We watched The Lone Ranger in the theater last weekend. It was a fun movie, but I think my mom, David and Amber liked it amore than I did. I love Johnny Depp, but there was a part in the middle that was just a little too serious for me, especially considering the rest of the movie. Happily, it picked up at the end, otherwise I would have been disappointed. I did learn, while wasting time before the movie started, that Depp’s look was based on a painting that was based on a Native American legend, Crow-Head. The painting by Kirby Sattler is shown above. I thought the legend would make a perfect Thursday’s Tale post for today. You can read the legend at the Manataka American Indian Council website. It comes from the Chipewyan people in Canada.

Crow-head’s father dies soon after he was born. One day,  while Crow-head and the others were fishing, one of the medicine men said something that led Crow-head to believe the  medicine man had killed his father. the next day, as they were again fishing, only Crow-head caught a fish, a trout. He hid the bones under his cloak and walked toward the medicine man. He broke the fish spine over the man and the man died. By breaking the fish spine, he had  broken that of his enemy and killed him.

Skip ahead several years and Crow-head is an adult who wears crow-skin cape, which warned him of the approach of  enemies and constituted his medicine. An orphan boy lives with him and Crow-head calls him grand-son. also, in the village is tow girls who make fun of his cloak, something they really shouldn’t have done.

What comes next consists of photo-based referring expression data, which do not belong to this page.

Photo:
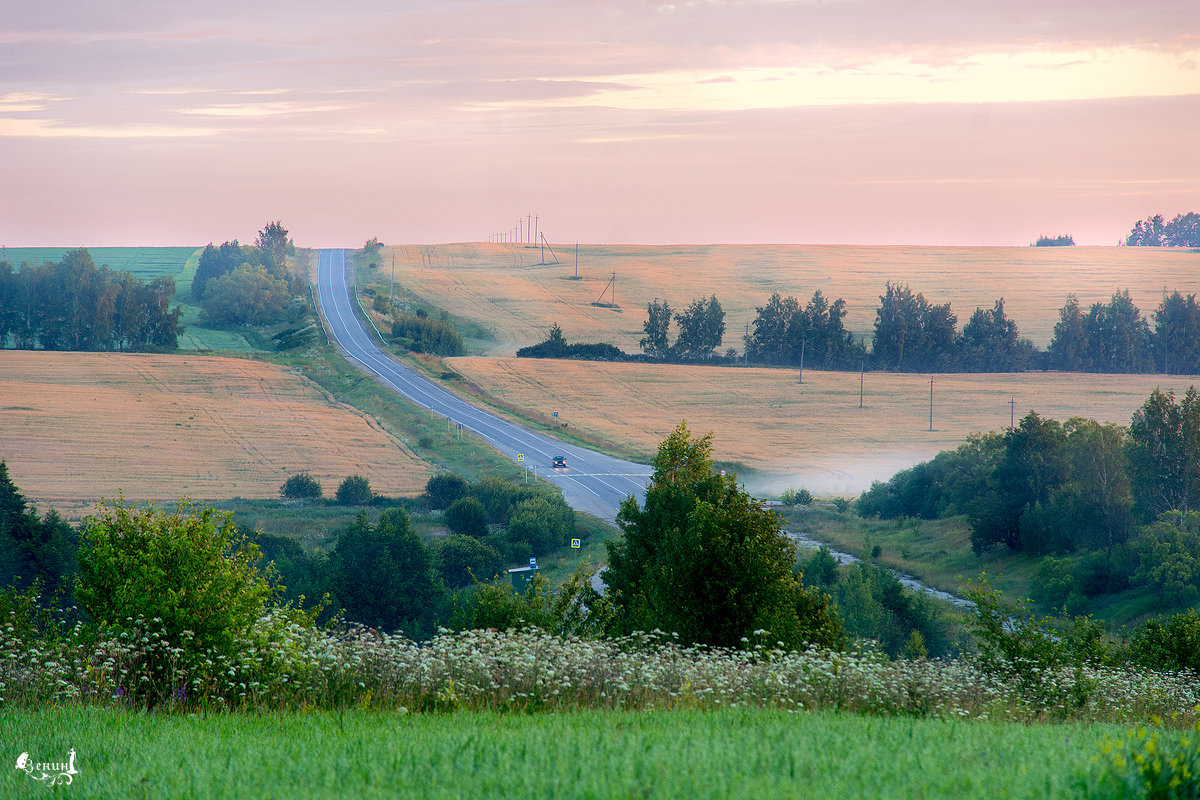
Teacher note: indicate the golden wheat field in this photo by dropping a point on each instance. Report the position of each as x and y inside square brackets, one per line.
[76, 427]
[507, 289]
[811, 434]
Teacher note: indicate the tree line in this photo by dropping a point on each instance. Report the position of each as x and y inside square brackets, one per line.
[1182, 230]
[75, 305]
[1121, 505]
[249, 284]
[913, 334]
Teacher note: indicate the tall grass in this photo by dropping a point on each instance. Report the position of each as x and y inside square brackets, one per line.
[285, 663]
[733, 752]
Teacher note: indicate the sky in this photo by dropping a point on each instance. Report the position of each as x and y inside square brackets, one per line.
[615, 121]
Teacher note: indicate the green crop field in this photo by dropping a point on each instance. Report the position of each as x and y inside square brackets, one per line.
[737, 752]
[147, 263]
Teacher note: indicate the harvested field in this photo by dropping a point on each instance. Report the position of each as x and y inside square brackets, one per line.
[505, 289]
[76, 427]
[810, 434]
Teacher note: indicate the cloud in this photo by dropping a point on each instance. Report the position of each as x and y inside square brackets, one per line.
[259, 109]
[54, 128]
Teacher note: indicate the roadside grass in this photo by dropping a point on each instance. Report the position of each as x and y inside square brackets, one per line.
[414, 426]
[735, 752]
[937, 552]
[792, 434]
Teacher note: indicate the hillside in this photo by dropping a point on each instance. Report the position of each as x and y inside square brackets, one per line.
[509, 292]
[810, 434]
[79, 426]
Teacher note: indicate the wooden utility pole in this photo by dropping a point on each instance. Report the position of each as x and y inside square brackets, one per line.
[930, 403]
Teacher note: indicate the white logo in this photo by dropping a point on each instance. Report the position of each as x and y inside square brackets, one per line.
[52, 773]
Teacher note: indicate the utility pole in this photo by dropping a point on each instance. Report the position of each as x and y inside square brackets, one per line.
[931, 404]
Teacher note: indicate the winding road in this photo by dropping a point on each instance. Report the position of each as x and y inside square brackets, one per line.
[592, 482]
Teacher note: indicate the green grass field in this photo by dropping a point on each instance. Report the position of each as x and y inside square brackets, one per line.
[738, 752]
[147, 263]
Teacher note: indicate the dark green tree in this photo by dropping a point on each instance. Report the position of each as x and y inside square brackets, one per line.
[705, 560]
[31, 548]
[701, 329]
[383, 576]
[1119, 336]
[545, 523]
[1149, 233]
[1032, 468]
[1169, 558]
[1177, 335]
[301, 486]
[444, 488]
[658, 329]
[189, 573]
[467, 517]
[463, 559]
[1164, 453]
[354, 491]
[911, 332]
[249, 295]
[771, 331]
[990, 342]
[273, 239]
[1069, 348]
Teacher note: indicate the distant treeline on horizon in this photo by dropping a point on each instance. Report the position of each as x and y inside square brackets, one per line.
[75, 305]
[915, 335]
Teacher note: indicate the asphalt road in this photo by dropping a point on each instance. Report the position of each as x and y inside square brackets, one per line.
[592, 482]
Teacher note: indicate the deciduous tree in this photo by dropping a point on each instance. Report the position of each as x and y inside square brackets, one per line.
[705, 560]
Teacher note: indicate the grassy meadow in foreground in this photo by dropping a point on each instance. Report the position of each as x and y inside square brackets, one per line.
[810, 434]
[79, 426]
[507, 290]
[736, 752]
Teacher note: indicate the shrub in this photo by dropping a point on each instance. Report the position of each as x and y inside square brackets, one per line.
[1156, 764]
[190, 573]
[383, 576]
[354, 491]
[462, 557]
[545, 523]
[443, 489]
[467, 517]
[300, 486]
[424, 335]
[1170, 643]
[1029, 651]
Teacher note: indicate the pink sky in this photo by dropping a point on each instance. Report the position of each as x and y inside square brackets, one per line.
[869, 121]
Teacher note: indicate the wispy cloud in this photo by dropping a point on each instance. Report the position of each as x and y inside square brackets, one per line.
[57, 130]
[249, 110]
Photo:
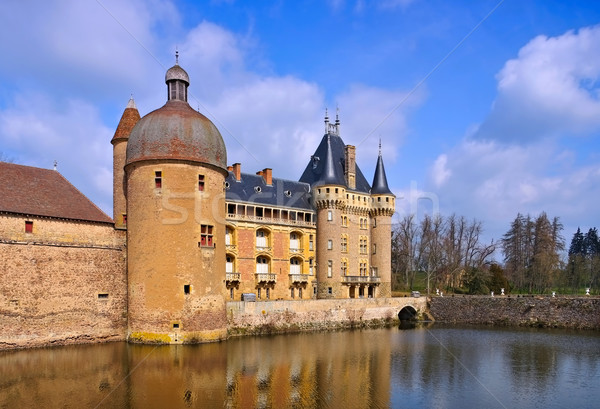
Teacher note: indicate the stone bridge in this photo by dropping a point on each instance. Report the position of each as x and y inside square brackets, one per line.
[246, 317]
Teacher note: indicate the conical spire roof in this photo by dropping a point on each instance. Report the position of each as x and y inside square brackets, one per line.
[379, 186]
[128, 120]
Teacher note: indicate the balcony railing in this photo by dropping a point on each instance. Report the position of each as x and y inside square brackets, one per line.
[299, 278]
[232, 276]
[361, 279]
[264, 248]
[274, 220]
[266, 277]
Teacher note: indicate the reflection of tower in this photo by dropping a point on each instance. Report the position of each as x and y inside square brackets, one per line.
[382, 209]
[128, 120]
[175, 171]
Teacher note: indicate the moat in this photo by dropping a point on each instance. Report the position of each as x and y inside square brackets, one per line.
[435, 366]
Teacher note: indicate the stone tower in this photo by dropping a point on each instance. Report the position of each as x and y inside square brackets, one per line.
[383, 204]
[128, 120]
[175, 170]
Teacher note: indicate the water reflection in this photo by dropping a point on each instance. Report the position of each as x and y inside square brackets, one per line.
[396, 367]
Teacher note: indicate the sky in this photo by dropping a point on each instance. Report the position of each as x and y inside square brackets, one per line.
[485, 109]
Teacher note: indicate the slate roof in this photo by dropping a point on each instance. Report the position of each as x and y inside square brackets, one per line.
[43, 192]
[326, 166]
[380, 185]
[282, 193]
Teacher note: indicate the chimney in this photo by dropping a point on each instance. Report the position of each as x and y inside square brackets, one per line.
[237, 171]
[350, 166]
[268, 176]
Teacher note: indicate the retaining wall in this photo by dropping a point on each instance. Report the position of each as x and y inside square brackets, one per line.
[542, 311]
[245, 317]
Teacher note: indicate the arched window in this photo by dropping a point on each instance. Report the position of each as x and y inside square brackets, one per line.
[229, 264]
[295, 266]
[294, 241]
[261, 238]
[262, 265]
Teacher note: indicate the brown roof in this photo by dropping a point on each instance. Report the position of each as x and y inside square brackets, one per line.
[44, 192]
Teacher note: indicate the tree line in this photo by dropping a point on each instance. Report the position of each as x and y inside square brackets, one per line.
[448, 253]
[443, 251]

One day, when the boy and Crow-head were out getting bark for a canoe, the Cree came and killed all the Chipewyan. When Crow-head got back, he piled all the corpse together and then built the canoe. Worms began to get at the corpses, so Crow-head laid his cloak over the bodies and laid down on it, telling the boy not to waken him. During his sleep the worms crawled into his ears and mouth. Next day, he took his canoe and built many small lodges up-river and put the dead bodies in them. Then he lay on the pile of worms again.

With magic, Crow-head made the Cree return and killed them all.

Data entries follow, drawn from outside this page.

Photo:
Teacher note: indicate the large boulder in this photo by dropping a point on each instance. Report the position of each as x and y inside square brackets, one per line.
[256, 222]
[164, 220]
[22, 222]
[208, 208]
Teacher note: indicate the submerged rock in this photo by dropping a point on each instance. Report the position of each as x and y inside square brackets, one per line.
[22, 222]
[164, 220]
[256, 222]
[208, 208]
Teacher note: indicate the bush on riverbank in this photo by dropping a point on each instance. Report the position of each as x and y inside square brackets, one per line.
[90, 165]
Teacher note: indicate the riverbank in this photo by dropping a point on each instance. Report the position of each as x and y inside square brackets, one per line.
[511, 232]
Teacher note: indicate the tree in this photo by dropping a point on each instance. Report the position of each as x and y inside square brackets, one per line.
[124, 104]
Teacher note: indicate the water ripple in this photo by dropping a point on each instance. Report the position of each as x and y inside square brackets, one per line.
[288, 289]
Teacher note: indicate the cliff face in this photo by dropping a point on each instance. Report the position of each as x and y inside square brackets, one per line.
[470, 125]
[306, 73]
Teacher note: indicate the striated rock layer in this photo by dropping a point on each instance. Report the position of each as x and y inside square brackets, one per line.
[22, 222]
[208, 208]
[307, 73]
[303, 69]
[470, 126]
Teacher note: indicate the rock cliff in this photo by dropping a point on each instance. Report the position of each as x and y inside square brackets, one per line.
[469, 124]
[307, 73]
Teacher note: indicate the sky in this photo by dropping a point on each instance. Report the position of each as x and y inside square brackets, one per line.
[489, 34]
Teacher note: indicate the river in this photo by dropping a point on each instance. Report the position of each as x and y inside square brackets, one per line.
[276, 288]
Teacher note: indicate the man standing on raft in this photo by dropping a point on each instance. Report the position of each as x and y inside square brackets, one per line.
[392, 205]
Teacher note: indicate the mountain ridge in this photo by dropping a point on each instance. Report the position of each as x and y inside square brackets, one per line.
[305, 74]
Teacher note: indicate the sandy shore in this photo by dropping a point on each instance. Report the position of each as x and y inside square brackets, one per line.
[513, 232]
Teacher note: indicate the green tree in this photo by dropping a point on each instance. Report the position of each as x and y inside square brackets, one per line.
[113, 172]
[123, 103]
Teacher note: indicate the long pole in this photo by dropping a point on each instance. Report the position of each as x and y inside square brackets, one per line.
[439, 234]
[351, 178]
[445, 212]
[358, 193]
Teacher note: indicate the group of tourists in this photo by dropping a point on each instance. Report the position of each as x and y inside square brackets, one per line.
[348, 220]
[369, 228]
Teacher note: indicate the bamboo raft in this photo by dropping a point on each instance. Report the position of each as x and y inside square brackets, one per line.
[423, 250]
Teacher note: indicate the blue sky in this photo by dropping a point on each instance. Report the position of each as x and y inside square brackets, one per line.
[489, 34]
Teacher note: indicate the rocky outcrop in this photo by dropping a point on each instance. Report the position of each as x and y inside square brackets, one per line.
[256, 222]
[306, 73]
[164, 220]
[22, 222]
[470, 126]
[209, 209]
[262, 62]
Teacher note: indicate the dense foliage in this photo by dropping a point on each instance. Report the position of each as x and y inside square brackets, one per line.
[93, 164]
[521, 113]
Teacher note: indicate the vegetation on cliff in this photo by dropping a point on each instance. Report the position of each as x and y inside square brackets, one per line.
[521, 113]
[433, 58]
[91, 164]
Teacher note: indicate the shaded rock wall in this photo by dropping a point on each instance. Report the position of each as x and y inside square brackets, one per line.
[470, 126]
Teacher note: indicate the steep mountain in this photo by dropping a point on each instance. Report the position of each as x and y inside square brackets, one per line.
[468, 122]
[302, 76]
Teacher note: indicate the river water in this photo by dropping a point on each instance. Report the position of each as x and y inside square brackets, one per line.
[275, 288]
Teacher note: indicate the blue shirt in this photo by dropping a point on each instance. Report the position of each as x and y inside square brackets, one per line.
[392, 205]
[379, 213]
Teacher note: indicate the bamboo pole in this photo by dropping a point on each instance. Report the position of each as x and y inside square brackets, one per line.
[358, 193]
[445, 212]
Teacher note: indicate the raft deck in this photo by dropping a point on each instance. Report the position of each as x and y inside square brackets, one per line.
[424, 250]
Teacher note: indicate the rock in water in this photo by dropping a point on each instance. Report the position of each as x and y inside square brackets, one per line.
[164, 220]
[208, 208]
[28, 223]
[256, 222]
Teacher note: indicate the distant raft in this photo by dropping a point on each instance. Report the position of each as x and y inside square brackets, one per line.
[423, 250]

Crow-head was gone from his grandson several days, but when he came back he took the grandson to the new village, where all the people were alive again, except the two girls who had made fun of Crow-head.

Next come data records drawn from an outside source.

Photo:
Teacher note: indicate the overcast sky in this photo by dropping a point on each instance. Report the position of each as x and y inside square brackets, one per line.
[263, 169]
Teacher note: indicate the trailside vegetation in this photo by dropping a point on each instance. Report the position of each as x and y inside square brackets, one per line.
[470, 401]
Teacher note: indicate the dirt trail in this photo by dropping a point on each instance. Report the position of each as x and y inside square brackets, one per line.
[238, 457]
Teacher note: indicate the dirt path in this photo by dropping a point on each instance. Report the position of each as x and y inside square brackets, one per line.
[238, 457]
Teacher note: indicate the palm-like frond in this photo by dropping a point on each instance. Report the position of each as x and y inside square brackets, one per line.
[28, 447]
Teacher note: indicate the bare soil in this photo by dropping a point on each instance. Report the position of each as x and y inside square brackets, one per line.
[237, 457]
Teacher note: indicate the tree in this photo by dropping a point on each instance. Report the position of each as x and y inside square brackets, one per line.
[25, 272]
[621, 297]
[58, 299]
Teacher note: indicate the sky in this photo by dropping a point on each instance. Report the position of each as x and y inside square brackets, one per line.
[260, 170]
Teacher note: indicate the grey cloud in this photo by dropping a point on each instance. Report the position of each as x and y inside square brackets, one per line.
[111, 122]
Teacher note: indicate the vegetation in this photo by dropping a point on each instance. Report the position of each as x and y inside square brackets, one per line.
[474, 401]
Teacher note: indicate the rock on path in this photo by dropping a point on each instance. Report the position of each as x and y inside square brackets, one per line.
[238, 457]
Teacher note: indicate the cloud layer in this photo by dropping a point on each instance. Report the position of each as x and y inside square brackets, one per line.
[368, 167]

Time passes, but in the fall, two giants come to the village. Crow-head defeats them, but he was so angry he “went to the lake and, beginning at one point, he  commenced to hammer along the edge until he got back to his starting place.  There he fell dead, for his heart was under the nail of his little finger and by  hammering the ice he had injured it.” Yeah, I don’t know why his heart was in his finger.

Crow-head was certainly an odd man, powerful, vengeful, caring and neglectful.

Thursday’s Tales is a weekly event here at Carol’s Notebook. Fairy tales, folktales, tall tales, even re-tellings, I love them all.